Thanks to machine learning, visitors to a site can hold a full – and useful – conversation with the chatbot. The algorithms behind the tool get trained to recognize queries. And to provide the right responses. From a marketing point of view, that may mean pointing a site visitor to the correct product or service.
Applications of Deep Learning
Chatbots and other channels of written communication are also hotbeds for deep learning in MarTech. That’s thanks to the possibilities afforded by natural language processing (NLP). NLP is a further aspect of AI and is made possible by the artificial neural networks of deep learning.

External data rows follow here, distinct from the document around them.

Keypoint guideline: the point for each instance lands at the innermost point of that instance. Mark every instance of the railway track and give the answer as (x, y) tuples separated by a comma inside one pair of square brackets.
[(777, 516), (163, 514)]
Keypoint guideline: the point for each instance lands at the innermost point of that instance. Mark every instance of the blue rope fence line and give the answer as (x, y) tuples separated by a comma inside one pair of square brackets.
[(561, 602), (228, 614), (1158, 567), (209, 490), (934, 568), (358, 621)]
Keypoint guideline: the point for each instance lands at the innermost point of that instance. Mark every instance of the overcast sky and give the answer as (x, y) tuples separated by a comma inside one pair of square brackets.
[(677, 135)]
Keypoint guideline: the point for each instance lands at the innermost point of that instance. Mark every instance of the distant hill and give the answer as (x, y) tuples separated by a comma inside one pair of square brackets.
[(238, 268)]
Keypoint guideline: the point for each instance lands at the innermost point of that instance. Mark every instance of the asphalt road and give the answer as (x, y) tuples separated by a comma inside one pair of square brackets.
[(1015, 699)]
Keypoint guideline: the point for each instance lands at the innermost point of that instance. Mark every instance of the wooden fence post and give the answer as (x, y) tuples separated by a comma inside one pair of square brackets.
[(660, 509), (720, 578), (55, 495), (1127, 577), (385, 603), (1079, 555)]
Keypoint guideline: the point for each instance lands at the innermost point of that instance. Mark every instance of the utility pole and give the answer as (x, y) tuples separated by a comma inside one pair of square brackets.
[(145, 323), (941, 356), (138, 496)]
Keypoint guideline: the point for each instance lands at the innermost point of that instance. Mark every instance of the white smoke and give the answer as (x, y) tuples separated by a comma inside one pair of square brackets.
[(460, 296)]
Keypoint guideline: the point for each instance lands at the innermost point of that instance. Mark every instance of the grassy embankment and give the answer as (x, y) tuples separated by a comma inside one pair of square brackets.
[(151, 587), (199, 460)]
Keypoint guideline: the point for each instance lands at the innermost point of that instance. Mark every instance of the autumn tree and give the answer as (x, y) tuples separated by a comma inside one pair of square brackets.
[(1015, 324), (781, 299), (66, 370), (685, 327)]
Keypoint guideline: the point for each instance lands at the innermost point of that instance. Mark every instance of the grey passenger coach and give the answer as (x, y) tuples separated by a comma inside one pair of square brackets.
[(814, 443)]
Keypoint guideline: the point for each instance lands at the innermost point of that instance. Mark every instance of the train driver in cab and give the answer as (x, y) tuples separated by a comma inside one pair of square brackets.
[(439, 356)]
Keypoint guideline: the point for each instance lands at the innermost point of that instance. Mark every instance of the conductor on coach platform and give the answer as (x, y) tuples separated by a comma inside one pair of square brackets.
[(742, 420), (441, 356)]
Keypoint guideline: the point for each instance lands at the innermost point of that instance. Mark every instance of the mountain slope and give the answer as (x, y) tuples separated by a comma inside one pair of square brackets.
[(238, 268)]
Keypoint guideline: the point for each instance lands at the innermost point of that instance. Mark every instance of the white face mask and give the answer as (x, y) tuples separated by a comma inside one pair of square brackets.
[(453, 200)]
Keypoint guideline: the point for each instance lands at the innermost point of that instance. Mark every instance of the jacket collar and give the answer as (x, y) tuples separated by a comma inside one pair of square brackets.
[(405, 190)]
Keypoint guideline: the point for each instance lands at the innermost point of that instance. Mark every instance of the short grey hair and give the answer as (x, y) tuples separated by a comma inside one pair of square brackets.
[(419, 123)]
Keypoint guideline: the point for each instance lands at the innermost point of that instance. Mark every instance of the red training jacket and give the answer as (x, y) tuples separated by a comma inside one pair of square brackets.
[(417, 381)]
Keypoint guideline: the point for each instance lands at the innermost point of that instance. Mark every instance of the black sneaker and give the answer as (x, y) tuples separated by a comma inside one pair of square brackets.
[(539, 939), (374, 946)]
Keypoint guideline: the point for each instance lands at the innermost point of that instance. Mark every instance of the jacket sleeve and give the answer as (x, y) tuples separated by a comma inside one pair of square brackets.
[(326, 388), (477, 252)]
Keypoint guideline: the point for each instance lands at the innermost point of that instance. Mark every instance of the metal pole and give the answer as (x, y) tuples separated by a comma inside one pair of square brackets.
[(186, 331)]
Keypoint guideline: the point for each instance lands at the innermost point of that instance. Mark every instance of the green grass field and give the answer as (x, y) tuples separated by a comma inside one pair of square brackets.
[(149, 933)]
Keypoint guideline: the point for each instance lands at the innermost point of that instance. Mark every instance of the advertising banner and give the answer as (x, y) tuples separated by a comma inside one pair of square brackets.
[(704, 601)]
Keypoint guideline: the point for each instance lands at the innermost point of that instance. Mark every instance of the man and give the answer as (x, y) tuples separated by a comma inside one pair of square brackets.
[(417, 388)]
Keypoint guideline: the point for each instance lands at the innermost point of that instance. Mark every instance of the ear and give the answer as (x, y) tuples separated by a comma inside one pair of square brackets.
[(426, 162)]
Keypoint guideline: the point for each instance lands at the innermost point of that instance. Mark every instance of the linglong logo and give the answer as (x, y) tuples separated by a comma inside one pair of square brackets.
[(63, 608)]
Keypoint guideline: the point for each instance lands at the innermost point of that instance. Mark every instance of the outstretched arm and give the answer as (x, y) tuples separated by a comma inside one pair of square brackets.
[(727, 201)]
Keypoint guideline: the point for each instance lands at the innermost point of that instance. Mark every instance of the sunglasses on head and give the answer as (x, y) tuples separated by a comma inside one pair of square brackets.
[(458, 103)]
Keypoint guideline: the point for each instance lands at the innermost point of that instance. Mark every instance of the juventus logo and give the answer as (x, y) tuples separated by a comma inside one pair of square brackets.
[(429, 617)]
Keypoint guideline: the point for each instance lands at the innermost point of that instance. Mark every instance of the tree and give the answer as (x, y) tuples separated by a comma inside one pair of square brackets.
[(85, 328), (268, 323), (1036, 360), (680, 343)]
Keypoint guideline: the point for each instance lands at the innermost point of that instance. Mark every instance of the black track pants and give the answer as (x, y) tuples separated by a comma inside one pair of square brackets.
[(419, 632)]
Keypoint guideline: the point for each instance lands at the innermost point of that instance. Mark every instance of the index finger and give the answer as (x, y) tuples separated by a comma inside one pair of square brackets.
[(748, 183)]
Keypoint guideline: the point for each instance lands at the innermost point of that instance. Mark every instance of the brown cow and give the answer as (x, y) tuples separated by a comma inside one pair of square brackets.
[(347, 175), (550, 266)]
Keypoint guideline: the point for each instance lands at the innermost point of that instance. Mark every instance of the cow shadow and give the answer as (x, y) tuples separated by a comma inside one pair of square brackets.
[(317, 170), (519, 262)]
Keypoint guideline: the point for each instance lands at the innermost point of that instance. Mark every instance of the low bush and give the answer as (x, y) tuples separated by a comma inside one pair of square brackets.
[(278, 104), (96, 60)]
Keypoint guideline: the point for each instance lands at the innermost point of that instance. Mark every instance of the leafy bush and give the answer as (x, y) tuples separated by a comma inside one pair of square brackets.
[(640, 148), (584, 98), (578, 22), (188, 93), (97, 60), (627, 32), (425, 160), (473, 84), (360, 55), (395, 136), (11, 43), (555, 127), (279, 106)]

Human language is incredibly complex. Just think back to the maddening grammar rules and exceptions of high school English. For computers or machines, the nuances of language have long been impossible to decipher. That, though, is no longer the case.
Via deep learning and NLP, algorithms can now grasp meaning and context in language. That has profound implications for marketing as well as customer service, where the tech is more often applied. Take, for instance, the two vital aspects of marketing that are SEO and content creation.
Keyword research is a crucial element of SEO. It’s about recognizing the words and phrases for which your target audience search. NLP can supercharge this process. You can use algorithms to generate more accurate keywords—all through using existing written communications from your customers.
In content marketing, it’s vital that all content is useful and interesting to its audience. NLP can help in this regard, too. With NLP, you can better recognize what’s important to your customers. You might, for instance, use an algorithm to ID common topics on a company forum. That shows you your customers’ interests and shows useful topic ideas for content.
That’s purely the tip of the iceberg in terms of deep learning’s potential applications. The area remains a comparatively young one. It’s sure to be explored and utilized further in years to come.
AI, Machine Learning & Deep Learning – Revolutionizing Fields Including MarTech
Artificial intelligence is making its presence felt across industries and disciplines. The broad array of processes under the umbrella of AI are revolutionizing fields. That includes, but is by no means limited to, MarTech.
If you’re going to keep up with the modern trends of marketing, then, you must understand all things AI. Hopefully, know you’ve read this guide, you’ve got a good grounding. You should at least know your machine from your deep learning. And understand how they’re both examples of AI.